La question revient systématiquement dès qu'on envisage de passer indépendant : combien peut-on vraiment gagner en freelance ? Les chiffres qui circulent varient considérablement selon les sources, et la plupart confondent chiffre d'affaires, revenu brut et revenu net. Voici ce que les données 2026 disent réellement.

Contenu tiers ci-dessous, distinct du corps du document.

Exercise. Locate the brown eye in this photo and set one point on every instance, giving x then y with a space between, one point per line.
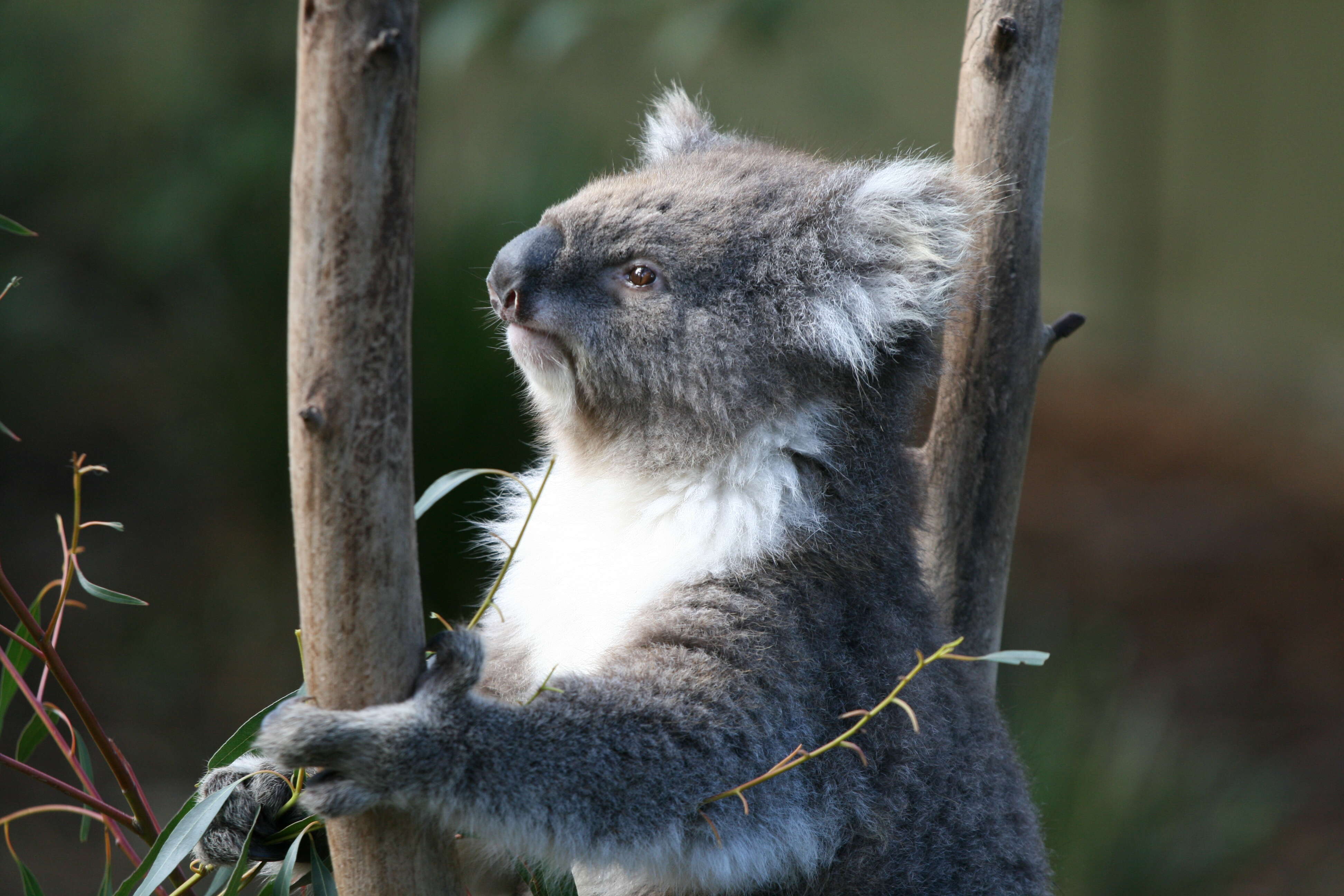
642 276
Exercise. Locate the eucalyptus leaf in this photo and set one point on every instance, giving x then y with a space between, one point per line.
218 880
15 227
445 484
151 858
241 741
30 882
107 594
21 659
287 868
86 764
323 882
236 879
174 846
31 737
289 832
1018 657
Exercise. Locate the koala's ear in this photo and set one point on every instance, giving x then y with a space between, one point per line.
676 124
909 227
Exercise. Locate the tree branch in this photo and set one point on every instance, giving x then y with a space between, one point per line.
976 449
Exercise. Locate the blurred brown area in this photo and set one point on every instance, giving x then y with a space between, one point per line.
1182 531
1186 555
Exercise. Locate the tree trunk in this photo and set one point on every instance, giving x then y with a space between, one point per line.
992 351
350 400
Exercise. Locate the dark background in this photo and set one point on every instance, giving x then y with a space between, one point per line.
1180 543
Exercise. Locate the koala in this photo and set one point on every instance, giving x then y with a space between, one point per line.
724 347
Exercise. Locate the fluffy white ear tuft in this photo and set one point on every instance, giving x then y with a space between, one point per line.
676 124
911 230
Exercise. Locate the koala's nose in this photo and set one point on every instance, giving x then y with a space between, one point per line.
518 271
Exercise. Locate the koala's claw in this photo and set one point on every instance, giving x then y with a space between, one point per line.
224 840
331 796
459 659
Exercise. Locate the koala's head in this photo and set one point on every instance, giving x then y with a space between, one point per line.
724 285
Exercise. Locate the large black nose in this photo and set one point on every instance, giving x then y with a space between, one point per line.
518 271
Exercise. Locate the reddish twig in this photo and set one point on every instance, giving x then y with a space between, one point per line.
22 643
71 790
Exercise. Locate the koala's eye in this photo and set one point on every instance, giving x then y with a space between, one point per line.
642 276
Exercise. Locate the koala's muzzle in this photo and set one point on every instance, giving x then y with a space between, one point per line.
518 271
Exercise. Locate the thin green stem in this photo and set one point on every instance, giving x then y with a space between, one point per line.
143 820
71 790
296 788
38 811
187 884
802 755
545 685
508 561
22 643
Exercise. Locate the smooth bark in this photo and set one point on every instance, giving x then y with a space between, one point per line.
992 351
350 400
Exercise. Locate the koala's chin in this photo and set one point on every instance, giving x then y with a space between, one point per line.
725 346
545 363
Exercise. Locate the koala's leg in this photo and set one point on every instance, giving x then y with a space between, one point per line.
484 871
612 772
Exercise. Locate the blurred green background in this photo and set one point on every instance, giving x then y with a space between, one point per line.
1183 519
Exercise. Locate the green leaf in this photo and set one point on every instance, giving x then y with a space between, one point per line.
151 858
15 227
287 868
86 764
30 883
31 737
236 879
218 880
1018 657
542 882
443 485
241 741
107 594
323 882
175 844
21 659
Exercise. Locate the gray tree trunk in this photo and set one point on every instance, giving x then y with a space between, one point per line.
350 400
976 449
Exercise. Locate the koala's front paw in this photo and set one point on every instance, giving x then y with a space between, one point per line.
455 668
357 753
224 840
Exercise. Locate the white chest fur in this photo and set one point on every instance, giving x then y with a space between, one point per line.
600 549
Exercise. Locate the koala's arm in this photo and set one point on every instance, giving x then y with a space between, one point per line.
613 769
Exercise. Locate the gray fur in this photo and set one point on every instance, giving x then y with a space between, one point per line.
787 284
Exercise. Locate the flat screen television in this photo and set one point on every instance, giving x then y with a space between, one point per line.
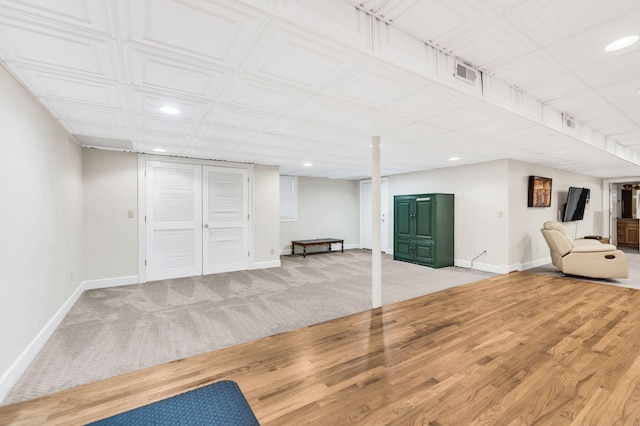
576 202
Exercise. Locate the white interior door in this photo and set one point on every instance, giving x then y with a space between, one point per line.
173 220
365 215
226 219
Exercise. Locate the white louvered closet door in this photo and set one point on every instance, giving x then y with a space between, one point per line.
174 220
226 219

Le chiffre à retenir : entre 2 500 € et 4 500 € net par mois en moyenne

Le salaire moyen d'un freelance en France se situe entre 2 500 € et 4 500 € net par mois selon les enquêtes sectorielles 2026. C'est significativement plus large qu'une grille salariale classique, et c'est normal : ces chiffres agrègent des profils très différents, du développeur senior en Île-de-France au consultant junior en région qui démarre son activité.

Ce qu'il faut comprendre dès le départ : le revenu d'un freelance n'est pas son chiffre d'affaires. Ce que vous facturez à vos clients, c'est votre CA brut. Ce qui arrive réellement sur votre compte, c'est ce qui reste après les charges sociales, les frais professionnels et les impôts — soit souvent 40 à 75 % de moins que le CA encaissé, selon votre statut.

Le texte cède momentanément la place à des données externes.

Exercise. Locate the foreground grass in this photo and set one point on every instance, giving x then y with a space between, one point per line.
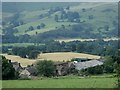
0 84
90 82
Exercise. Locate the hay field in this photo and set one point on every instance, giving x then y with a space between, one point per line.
23 61
82 40
58 56
66 56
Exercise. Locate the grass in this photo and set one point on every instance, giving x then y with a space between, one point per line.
82 40
17 44
67 82
60 56
100 19
0 84
66 56
23 61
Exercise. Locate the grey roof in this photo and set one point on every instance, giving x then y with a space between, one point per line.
87 64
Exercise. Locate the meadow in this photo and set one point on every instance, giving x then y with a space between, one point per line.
64 82
58 56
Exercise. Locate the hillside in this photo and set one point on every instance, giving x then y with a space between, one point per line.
50 56
96 20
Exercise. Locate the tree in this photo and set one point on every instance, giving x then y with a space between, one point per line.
42 25
31 28
45 68
33 54
38 27
8 72
56 18
68 8
109 65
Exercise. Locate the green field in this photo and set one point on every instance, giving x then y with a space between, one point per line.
101 17
71 82
19 44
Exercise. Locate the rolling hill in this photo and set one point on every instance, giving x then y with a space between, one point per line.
99 18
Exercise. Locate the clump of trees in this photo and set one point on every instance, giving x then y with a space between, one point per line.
8 72
70 16
26 52
45 68
92 70
31 28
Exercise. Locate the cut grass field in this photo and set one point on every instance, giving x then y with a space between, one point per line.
66 56
82 40
58 56
23 61
67 82
100 18
17 44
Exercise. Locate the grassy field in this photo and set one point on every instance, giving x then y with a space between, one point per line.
0 84
17 44
67 82
23 61
82 40
100 18
60 56
66 56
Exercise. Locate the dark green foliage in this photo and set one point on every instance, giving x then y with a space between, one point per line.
38 27
56 18
42 25
109 65
33 54
8 72
45 68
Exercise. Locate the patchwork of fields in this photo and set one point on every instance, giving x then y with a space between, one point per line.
67 82
60 56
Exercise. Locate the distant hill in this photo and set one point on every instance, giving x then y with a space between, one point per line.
96 19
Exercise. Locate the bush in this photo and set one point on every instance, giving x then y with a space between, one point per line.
45 68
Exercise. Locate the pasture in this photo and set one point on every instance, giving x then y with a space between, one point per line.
66 56
59 56
64 82
82 40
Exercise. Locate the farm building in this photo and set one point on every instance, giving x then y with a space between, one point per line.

Le TJM médian en France en 2026

Le taux journalier moyen (TJM) est l'unité de référence du freelancing en France. En 2026, le TJM médian tous secteurs confondus se situe entre 400 et 600 € par jour selon le baromètre TJM 2026. Dans la tech spécifiquement, il monte à 520 € par jour en moyenne (données Malt, Free-Work et Hays France), avec des écarts très importants selon la spécialisation.

Les fourchettes par secteur donnent une image plus précise : les profils IA et machine learning atteignent 750 à 1 500 €/jour, le développement web se positionne entre 350 et 750 €/jour, la cybersécurité entre 530 et 750 €/jour selon l'expérience, et le cloud entre 580 et 780 €/jour pour un profil architecte. À l'autre extrémité, les métiers créatifs ou administratifs moins spécialisés restent souvent sous les 400 €/jour.

Paris vs régions : un écart persistant

La localisation reste un facteur significatif même à l'ère du télétravail généralisé. Les TJM pratiqués en Île-de-France sont en moyenne supérieurs de 5 à 10 % à ceux des régions selon les données Hays 2026 : environ 620 €/jour à Paris contre 450 à 540 €/jour en régions pour des profils équivalents. L'essor du télétravail a partiellement réduit cet écart — 73 % des freelances IT travaillent désormais en distanciel au moins 3 jours par semaine — mais ne l'a pas effacé.

Le vrai frein : les jours facturables réels

L'erreur la plus fréquente lors du passage en freelance est de multiplier son TJM par les 251 jours ouvrés de l'année 2026 pour estimer son revenu annuel. En réalité, un freelance facture entre 150 et 180 jours par an en moyenne, soit 12 à 15 jours par mois. Les jours restants partent en prospection, en administratif, en formation, en congés non payés et en périodes sans mission — particulièrement fréquentes en début d'activité.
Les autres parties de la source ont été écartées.